Interpretive Summary: Soil salinity is a major problem negatively affecting crop growth in many areas of the world, and selecting for traits in plant varieties that tolerate salt stress is a major research goal. Previous work has demonstrated that the presence of the tall fescue endophyte, Epichloë coenophiala, contributes to the ability of tall fescue to better withstand heat and water stress. The following research was undertaken to characterize the contribution of the tall fescue endophyte in regards to salt stress tolerance. A genetically identical clone, with (E+) and without (E-) the endophyte, was subjected to two levels of salt stress, along with control plants to characterize the response. The salt stress decreased plant height, leaf fresh weight (LFW), leaf dry weight (LDW), leaf water content (LWC), and increased sodium (Na+) content, but E+ plants had significantly higher LFW, LDW, and LWC under both salt treatments and lower Na+ than E- plants under the high salt treatment. Photosynthetic efficiency, measured by using chlorophyll fluorescence (Fv/Fm), total soluble protein (TSP), and peroxidation enzyme activities, namely superoxide dismutase, catalase, and ascorbate peroxidase, remained unchanged in E+ plants, but Fv/Fm and TSP were reduced and enzyme activities were elevated in E- plants under salt treatment. The results indicated that endophyte promoted salinity tolerance in tall fescue by maintaining higher growth and photosynthetic efficiency and lowering Na+ accumulation and lipid peroxidation. This work confirms that the presence of the endophyte can aid in growth of tall fescue under salt stress, thereby demonstrating an additional benefit for the presence of endophyte in persistence of tall fescue under different stress environments.

Technical Abstract: Endophyte-mediated salinity tolerance is largely unknown in tall fescue [(Schedonorus arundinaceus (Schreb.)]. The objective of this study was to investigate growth, ion accumulation, and antioxidant responses of tall fescue infected by the endophyte Epichloë coenophiala to different levels of salinity stress. Endophyte-infected (E+) and endophyte-free (E-) grass plants were subjected to 0 (control), 100- and 200-mM NaCl for 10 d in a greenhouse, respectively. Salinity stress decreased plant height, leaf fresh weight (LFW), leaf dry weight (LDW), leaf water content (LWC), and increased Na+ content, but E+ plants had significantly higher LFW, LDW, and LWC under both NaCl treatments and lower Na+ than E- plants under 200 mM NaCl.

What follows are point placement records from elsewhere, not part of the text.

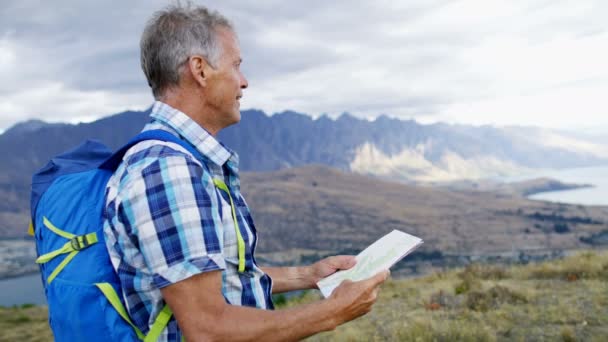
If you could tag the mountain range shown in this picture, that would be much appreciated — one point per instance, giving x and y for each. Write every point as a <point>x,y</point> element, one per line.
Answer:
<point>404,151</point>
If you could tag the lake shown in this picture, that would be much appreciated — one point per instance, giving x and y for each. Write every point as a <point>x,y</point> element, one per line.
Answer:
<point>26,289</point>
<point>597,195</point>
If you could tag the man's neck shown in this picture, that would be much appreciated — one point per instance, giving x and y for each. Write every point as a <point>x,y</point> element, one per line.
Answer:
<point>193,109</point>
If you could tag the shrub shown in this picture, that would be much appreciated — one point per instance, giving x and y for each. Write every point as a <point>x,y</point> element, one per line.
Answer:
<point>493,298</point>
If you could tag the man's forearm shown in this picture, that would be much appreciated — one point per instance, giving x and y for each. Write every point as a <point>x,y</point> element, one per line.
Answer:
<point>286,279</point>
<point>238,323</point>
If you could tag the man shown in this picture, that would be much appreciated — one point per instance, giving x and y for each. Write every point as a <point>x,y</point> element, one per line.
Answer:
<point>169,226</point>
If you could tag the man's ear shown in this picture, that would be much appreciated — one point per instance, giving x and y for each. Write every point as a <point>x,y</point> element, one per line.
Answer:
<point>199,69</point>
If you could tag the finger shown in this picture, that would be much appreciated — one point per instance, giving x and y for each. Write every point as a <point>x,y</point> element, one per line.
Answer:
<point>343,262</point>
<point>378,279</point>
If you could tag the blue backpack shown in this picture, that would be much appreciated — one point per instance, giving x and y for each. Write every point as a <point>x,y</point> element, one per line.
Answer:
<point>83,291</point>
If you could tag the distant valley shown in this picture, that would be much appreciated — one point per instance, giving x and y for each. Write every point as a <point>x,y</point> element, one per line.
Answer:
<point>368,178</point>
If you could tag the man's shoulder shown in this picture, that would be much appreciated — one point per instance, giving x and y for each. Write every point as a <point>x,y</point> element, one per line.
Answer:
<point>140,158</point>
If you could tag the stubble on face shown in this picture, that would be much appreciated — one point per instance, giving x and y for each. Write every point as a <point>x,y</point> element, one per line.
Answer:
<point>226,83</point>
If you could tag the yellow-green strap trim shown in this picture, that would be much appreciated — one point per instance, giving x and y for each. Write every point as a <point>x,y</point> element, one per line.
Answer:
<point>30,229</point>
<point>56,230</point>
<point>239,238</point>
<point>61,266</point>
<point>109,292</point>
<point>159,324</point>
<point>75,244</point>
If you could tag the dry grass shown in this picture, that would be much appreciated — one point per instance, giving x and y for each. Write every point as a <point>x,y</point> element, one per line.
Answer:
<point>491,303</point>
<point>27,323</point>
<point>562,300</point>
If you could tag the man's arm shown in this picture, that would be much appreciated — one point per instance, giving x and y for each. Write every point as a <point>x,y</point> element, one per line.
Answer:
<point>286,279</point>
<point>203,315</point>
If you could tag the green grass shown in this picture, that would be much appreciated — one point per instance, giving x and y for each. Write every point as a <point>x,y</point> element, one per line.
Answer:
<point>560,300</point>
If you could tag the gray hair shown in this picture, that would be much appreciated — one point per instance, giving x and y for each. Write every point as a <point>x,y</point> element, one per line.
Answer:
<point>174,34</point>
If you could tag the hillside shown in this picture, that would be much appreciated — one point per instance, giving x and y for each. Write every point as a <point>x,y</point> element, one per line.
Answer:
<point>563,300</point>
<point>403,151</point>
<point>342,212</point>
<point>305,213</point>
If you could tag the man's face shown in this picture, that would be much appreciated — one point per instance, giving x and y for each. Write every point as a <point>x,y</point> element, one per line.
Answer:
<point>226,82</point>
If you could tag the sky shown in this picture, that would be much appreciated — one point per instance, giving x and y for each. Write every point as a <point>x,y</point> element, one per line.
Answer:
<point>515,62</point>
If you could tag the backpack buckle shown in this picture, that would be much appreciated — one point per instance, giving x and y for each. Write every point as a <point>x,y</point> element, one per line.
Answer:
<point>80,242</point>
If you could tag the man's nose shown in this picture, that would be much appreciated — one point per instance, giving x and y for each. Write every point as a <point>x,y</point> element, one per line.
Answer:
<point>244,82</point>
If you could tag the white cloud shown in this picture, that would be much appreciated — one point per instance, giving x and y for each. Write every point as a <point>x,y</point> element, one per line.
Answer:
<point>471,61</point>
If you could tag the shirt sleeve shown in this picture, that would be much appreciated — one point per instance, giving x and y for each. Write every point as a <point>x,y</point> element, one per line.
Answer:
<point>171,214</point>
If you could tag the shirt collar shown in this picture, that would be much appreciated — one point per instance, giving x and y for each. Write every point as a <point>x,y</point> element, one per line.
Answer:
<point>193,132</point>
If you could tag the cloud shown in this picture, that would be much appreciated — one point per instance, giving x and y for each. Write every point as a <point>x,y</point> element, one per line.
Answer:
<point>470,61</point>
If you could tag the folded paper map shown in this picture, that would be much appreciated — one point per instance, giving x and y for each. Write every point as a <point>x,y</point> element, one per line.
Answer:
<point>379,256</point>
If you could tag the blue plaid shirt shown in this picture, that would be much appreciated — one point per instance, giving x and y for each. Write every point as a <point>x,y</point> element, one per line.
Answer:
<point>165,221</point>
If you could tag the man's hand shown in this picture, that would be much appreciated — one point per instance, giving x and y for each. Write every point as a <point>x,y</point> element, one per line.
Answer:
<point>355,299</point>
<point>328,266</point>
<point>306,277</point>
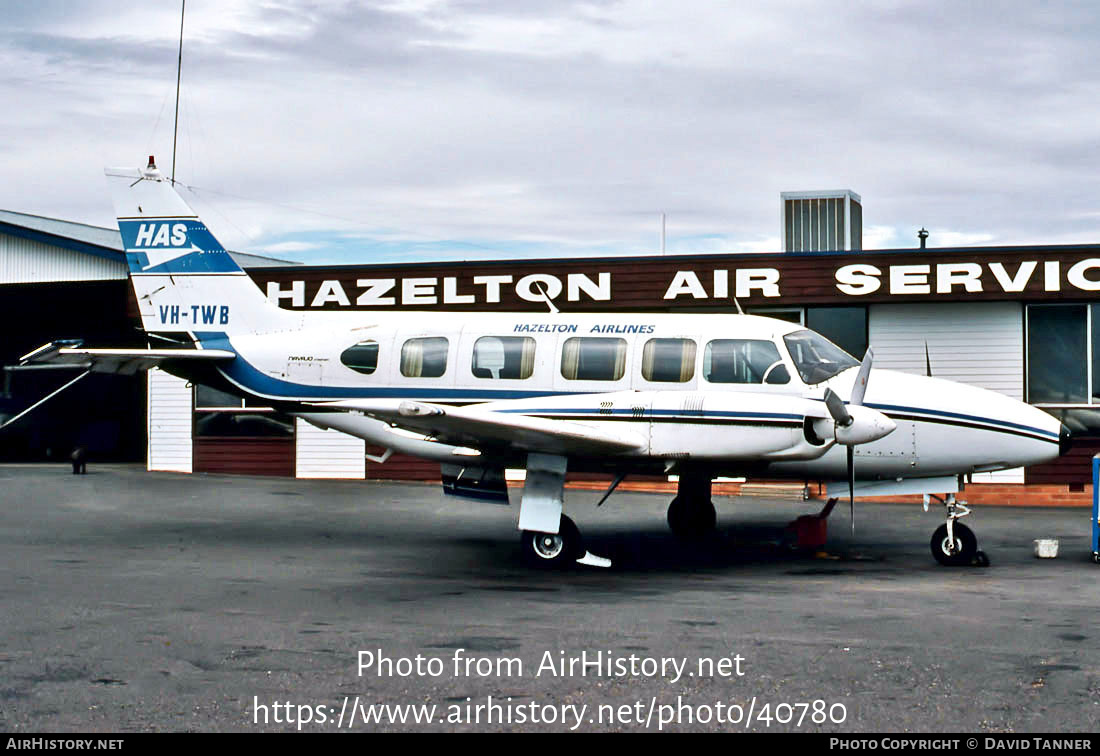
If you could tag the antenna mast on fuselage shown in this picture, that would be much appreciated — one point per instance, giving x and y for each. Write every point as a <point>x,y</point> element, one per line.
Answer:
<point>179,67</point>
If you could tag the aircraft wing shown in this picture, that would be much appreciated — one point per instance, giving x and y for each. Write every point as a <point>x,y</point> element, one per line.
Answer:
<point>120,361</point>
<point>471,426</point>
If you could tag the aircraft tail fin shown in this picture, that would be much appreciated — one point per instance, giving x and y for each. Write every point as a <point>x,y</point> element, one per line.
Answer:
<point>184,278</point>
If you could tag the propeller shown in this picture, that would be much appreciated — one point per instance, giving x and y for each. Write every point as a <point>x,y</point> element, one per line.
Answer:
<point>855,424</point>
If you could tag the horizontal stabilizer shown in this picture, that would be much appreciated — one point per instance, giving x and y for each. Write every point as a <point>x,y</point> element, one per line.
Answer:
<point>120,361</point>
<point>476,427</point>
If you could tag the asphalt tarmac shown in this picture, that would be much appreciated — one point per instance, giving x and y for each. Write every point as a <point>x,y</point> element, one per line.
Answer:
<point>134,601</point>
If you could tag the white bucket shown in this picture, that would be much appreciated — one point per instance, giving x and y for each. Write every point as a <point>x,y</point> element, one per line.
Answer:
<point>1046,548</point>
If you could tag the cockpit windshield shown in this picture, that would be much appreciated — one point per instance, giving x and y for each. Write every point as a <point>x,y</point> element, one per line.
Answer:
<point>816,358</point>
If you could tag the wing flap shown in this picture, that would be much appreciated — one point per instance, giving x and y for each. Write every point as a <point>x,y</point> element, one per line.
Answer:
<point>477,427</point>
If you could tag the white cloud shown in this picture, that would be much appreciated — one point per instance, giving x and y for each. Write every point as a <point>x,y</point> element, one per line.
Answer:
<point>565,123</point>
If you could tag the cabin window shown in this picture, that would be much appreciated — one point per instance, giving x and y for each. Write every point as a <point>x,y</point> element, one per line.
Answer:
<point>504,357</point>
<point>744,361</point>
<point>669,360</point>
<point>425,358</point>
<point>593,359</point>
<point>362,358</point>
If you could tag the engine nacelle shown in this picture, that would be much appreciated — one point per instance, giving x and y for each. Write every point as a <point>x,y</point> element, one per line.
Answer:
<point>867,425</point>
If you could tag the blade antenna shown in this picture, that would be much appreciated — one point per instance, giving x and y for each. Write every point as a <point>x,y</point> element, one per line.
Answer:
<point>546,297</point>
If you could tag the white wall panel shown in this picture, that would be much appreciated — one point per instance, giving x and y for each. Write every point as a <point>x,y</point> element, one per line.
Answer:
<point>328,453</point>
<point>23,261</point>
<point>978,343</point>
<point>169,423</point>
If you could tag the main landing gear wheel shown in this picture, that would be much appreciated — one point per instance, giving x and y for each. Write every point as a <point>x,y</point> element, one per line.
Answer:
<point>553,549</point>
<point>959,554</point>
<point>691,518</point>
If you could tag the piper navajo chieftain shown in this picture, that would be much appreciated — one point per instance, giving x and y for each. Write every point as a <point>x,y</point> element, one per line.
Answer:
<point>692,395</point>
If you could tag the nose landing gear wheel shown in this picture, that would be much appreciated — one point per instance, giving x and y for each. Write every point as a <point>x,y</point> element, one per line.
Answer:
<point>959,554</point>
<point>553,549</point>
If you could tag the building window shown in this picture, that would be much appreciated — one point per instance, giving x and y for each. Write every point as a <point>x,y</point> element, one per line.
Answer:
<point>425,358</point>
<point>846,327</point>
<point>504,357</point>
<point>362,358</point>
<point>744,361</point>
<point>219,414</point>
<point>1064,363</point>
<point>668,360</point>
<point>593,359</point>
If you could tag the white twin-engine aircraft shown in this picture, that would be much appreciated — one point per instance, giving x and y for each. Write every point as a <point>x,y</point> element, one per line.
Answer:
<point>692,395</point>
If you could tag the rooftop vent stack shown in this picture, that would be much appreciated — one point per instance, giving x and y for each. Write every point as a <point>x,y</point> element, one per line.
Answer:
<point>822,221</point>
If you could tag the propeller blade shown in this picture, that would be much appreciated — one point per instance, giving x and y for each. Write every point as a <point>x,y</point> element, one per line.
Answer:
<point>851,488</point>
<point>865,370</point>
<point>836,408</point>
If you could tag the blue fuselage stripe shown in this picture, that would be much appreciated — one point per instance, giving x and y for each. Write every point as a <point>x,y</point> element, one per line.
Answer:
<point>243,373</point>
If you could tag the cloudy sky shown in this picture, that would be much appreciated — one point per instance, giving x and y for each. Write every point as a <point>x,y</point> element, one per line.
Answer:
<point>339,132</point>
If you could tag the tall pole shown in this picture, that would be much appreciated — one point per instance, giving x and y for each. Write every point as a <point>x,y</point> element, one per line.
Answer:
<point>179,67</point>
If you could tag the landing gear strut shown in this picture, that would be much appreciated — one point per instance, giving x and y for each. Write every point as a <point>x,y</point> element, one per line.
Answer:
<point>550,538</point>
<point>954,544</point>
<point>691,513</point>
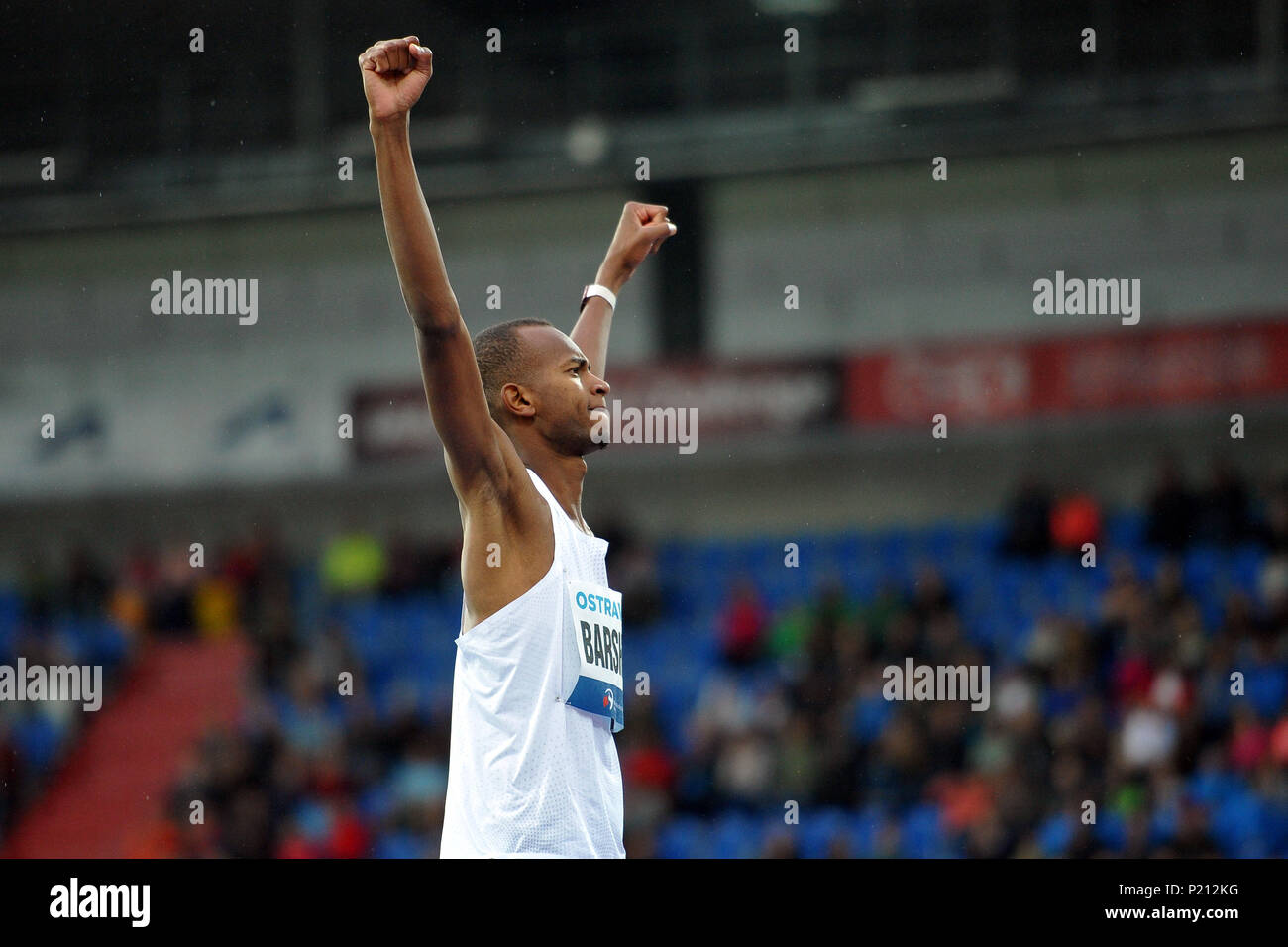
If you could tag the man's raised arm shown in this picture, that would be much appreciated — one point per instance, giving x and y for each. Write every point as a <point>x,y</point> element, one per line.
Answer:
<point>394,73</point>
<point>642,230</point>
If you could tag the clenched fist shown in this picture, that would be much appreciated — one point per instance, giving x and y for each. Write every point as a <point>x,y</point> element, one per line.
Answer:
<point>643,228</point>
<point>394,73</point>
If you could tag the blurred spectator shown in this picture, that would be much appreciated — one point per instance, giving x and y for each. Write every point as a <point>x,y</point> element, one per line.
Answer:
<point>353,564</point>
<point>1224,515</point>
<point>1172,509</point>
<point>742,626</point>
<point>1028,519</point>
<point>1074,521</point>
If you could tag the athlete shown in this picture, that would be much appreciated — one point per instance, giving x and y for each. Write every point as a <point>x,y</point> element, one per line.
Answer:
<point>537,688</point>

Salinity stress decreased K+ and Mg2+ and did not alter P, and increased Ca2+ in E+ plants and caused no change in Ca2+ in E- plants; however, endophyte had no effects on these elements. Chlorophyll fluorescence (Fv/Fm), total soluble protein (TSP), malondialdehyde (MDA), and activities of superoxide dismutase (SOD), catalase (CAT), and ascorbate peroxidase (APX) remained unchanged in E+ plants, but Fv/Fm and TSP were reduced and MDA and enzyme activities were elevated in E- plants under 200 mM NaCl, whereas E+ plants had significantly higher Fv/Fm and TSP and lower MDA, SOD and APX activities than E- plants. Peroxidase activities increased in E+ plants under 200 mM NaCl and in E- plants under both NaCl treatments. The results indicated that endophyte-promoted salinity tolerance in tall fescue through maintaining higher growth and photochemical efficiency and lowering Na+ accumulation and lipid peroxidation. The significantly induced antioxidant enzyme activities and lipid peroxidation in E- plants suggested a possibly enhanced oxidative injury in endophyte-free plants exposed to a high level of salinity stress.